I will try tackling this one thing at a time by order of seriousness.
Can I ask how come you're trying all these different liquors before regular wine? I would think that would be the first think anyone tastes, and by that I mean, I am appalled, and feel compelled to open a bottle of red to drink to your poor, sober, Bordeaux-less children.
Isn't Budweiser the American Heineken, but worse? Why would you expose anyone to that?
Gin is an ambrosia that was invented by Dionysus on his trip to the botanical garden and is one of the few good things left in the world. If you've never tasted a good one I can recommend some brands. Most people are only familiar with the likes of Gordon's and Bombay Sapphire which are to gin what Internet Explorer is to web browsers.
Gin and tonic typically refers to all mixes of gin and tonic-like beverages, of which ginger ale is one example. Ginger ale is almost universally superior to tonic and whenever I get the chance it is my pick if I am going the cocktail route. The brand is essential because most of the taste in the cocktail comes from the tonic, so if one a budget one should invest in a good tonic instead of a good gin. I have gin and tonics because whenever I fill a balloon with neat gin it apparently means that I « have a drinking problem ».
Absinthe would be the obvious choice but you cannot find the proper stuff nowadays, only the heretical 50% kind.
Most unfortunate. I have a nice 80% bottle in my cupboard and equally strong and stronger is still available here.

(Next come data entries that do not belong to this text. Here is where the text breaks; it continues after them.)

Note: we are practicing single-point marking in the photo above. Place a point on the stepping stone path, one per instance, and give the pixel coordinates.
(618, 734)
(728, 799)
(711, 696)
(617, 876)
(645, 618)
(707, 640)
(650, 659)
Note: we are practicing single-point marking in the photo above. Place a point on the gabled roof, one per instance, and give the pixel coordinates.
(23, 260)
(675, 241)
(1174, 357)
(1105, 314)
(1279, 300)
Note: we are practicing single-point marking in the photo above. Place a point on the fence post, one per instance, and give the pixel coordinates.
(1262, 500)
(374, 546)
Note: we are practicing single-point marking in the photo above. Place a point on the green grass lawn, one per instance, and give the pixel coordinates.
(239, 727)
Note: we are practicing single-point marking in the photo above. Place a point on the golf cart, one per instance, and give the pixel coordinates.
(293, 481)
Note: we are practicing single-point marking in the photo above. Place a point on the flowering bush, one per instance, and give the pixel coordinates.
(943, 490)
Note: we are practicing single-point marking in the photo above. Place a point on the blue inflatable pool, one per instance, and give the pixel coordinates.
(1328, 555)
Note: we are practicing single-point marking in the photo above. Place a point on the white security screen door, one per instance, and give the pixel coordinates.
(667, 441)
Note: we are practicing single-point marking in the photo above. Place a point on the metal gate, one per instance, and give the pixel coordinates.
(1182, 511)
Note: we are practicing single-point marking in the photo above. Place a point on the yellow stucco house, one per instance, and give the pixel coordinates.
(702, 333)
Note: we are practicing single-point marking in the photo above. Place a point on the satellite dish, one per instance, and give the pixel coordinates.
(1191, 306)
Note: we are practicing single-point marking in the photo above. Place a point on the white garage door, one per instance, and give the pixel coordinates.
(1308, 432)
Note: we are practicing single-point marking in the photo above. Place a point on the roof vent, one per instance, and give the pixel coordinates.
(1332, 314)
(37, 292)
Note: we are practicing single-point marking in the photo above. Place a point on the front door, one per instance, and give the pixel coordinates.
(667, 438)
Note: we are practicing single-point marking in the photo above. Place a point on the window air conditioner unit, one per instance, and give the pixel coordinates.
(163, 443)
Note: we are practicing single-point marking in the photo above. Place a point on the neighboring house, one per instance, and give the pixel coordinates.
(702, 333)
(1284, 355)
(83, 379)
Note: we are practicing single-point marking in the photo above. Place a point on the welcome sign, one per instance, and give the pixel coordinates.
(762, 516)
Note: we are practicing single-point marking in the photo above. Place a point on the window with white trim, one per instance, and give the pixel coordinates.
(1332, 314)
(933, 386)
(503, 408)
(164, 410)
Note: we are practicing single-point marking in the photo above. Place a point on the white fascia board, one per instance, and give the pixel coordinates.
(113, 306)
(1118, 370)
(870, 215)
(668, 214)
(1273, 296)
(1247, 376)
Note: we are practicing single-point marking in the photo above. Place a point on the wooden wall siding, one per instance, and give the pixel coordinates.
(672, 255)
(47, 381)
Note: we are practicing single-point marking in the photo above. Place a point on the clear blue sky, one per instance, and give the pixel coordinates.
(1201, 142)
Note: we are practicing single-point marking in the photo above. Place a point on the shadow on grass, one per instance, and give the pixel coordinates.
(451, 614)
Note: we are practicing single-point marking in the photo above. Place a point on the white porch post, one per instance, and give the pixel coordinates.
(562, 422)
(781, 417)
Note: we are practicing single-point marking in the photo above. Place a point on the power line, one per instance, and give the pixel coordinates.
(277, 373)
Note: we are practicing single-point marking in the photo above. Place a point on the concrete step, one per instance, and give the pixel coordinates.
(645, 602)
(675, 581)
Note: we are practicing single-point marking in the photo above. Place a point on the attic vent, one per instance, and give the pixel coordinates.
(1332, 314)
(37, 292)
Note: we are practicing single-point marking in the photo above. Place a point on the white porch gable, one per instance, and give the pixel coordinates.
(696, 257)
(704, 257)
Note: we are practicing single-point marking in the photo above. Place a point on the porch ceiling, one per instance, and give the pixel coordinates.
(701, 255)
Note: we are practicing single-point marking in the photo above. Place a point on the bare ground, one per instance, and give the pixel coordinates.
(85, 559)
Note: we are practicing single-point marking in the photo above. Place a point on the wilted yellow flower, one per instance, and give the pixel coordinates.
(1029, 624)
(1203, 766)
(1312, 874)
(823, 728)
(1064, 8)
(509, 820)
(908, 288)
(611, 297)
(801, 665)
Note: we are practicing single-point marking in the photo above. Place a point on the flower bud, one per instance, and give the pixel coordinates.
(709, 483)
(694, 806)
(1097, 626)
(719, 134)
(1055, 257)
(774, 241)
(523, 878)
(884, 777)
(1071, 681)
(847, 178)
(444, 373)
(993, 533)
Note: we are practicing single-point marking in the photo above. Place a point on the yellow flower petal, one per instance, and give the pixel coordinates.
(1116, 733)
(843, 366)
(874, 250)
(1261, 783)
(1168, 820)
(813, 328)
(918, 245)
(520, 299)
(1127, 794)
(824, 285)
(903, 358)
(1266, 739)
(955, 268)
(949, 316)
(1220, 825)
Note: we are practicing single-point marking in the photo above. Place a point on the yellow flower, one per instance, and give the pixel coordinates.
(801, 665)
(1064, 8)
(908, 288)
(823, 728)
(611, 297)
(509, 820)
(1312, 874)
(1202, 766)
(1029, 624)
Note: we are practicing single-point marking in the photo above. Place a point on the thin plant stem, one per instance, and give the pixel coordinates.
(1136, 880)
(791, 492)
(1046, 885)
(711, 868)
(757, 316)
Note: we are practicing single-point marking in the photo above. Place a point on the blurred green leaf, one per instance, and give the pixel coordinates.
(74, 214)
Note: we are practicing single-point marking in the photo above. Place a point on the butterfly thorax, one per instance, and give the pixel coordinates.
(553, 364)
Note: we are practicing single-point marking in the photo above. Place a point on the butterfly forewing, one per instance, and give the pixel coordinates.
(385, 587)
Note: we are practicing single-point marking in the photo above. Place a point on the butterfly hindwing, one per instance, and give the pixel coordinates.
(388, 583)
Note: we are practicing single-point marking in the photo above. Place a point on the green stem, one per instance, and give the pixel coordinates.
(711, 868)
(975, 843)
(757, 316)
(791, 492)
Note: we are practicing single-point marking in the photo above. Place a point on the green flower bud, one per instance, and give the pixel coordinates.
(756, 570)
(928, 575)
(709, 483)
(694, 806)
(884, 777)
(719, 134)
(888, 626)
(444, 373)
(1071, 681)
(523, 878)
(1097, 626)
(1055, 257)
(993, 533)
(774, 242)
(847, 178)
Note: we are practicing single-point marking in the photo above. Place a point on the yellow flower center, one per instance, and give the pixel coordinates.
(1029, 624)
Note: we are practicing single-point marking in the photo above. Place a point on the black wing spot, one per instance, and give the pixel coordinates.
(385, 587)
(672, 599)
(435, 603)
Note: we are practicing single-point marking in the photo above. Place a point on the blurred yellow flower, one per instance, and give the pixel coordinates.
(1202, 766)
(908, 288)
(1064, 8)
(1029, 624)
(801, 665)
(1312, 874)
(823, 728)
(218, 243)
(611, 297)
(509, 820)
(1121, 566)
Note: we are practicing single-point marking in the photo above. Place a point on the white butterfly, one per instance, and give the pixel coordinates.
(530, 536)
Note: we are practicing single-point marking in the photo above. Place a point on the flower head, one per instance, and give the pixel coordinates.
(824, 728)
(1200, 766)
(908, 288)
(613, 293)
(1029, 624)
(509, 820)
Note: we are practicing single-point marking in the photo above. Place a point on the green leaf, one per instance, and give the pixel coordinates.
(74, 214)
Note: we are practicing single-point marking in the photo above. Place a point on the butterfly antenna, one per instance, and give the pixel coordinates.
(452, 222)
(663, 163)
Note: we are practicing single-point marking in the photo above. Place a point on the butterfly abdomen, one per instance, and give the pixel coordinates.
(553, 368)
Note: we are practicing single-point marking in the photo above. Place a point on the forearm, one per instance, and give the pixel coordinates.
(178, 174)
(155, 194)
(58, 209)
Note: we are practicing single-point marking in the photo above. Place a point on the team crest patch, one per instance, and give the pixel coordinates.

I did not realise we were allowed to suggest brown spirits. In order:
Other, lesser whiskies (with the interesting recent inclusion of the Japanese variety)
Instead of the vodka/orange juice option, typically associated with college parties and getting thoroughly trashed, can I suggest instead Bloody Marries, typically associated with white women having brunch and getting thoroughly tipsy?
Also, it dawns on me that no one's mentioned mead yet, which surely fills the sweet criteria.